Dawn filled the street outside. For now, they were alive, their prize under their skin like a new weight. They left the garage the same way they had come—quiet, fast, and ready to vanish into the city.

The city swallowed them back up. Streets filled with workers heading to shifts, vendors opening stalls, taxis honking through clogged lanes. Just another day in Night City, except for the stolen van tucked deep in a back alley with millions in Militech hardware inside.

Lucy wiped her mouth with the back of her sleeve. She still tasted metal and static from the ICE fight. Her eyes were dull, but she forced herself upright. "We need to cut this cargo fast," she said. "Too much heat on it. Militech will ping serials the second they run inventory."

Max nodded. "Already planned.

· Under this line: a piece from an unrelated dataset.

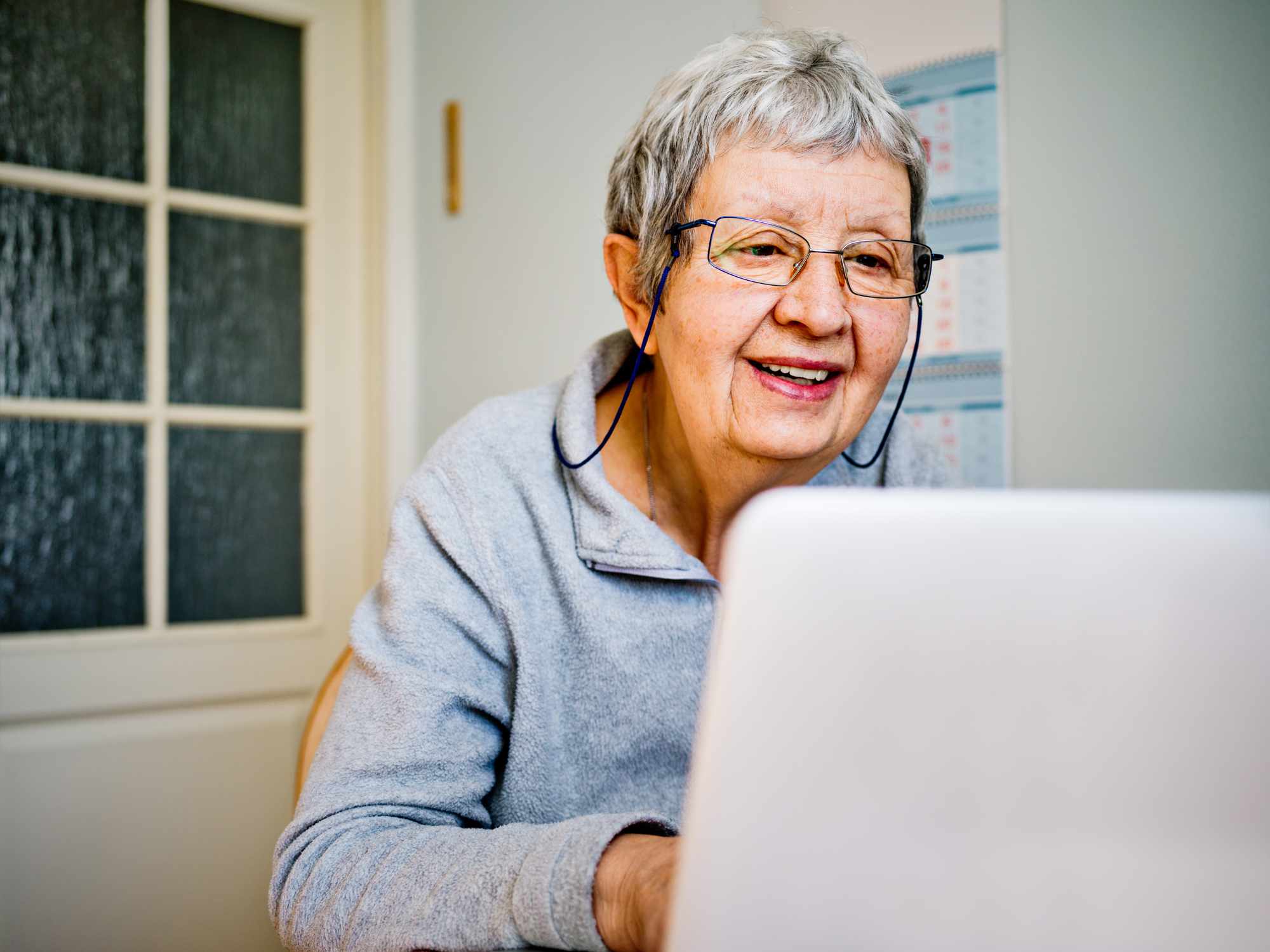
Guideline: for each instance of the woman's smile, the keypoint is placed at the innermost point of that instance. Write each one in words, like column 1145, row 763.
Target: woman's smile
column 807, row 381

We don't sell it whole. We break it down. Pieces, parts—spread across three different brokers. Nobody sees the full picture."

V blew out smoke, a crooked grin tugging her lip. "And we make sure every broker thinks they're getting the better end of the deal."

Lucy raised an eyebrow. "You trust them not to rat?"

"Course not," V said. "But by the time they're done bragging about what they bought, Militech will be chasing a dozen ghosts."

Max pushed off the wall, optics narrowing. "We can't sit here. Safehouse three blocks over. We stash half there. Other half goes to the docks by nightfall."

Lucy exhaled, a shaky laugh slipping out. "And here I thought I'd have time to breathe."

"You'll breathe when we're clear," Max said flatly.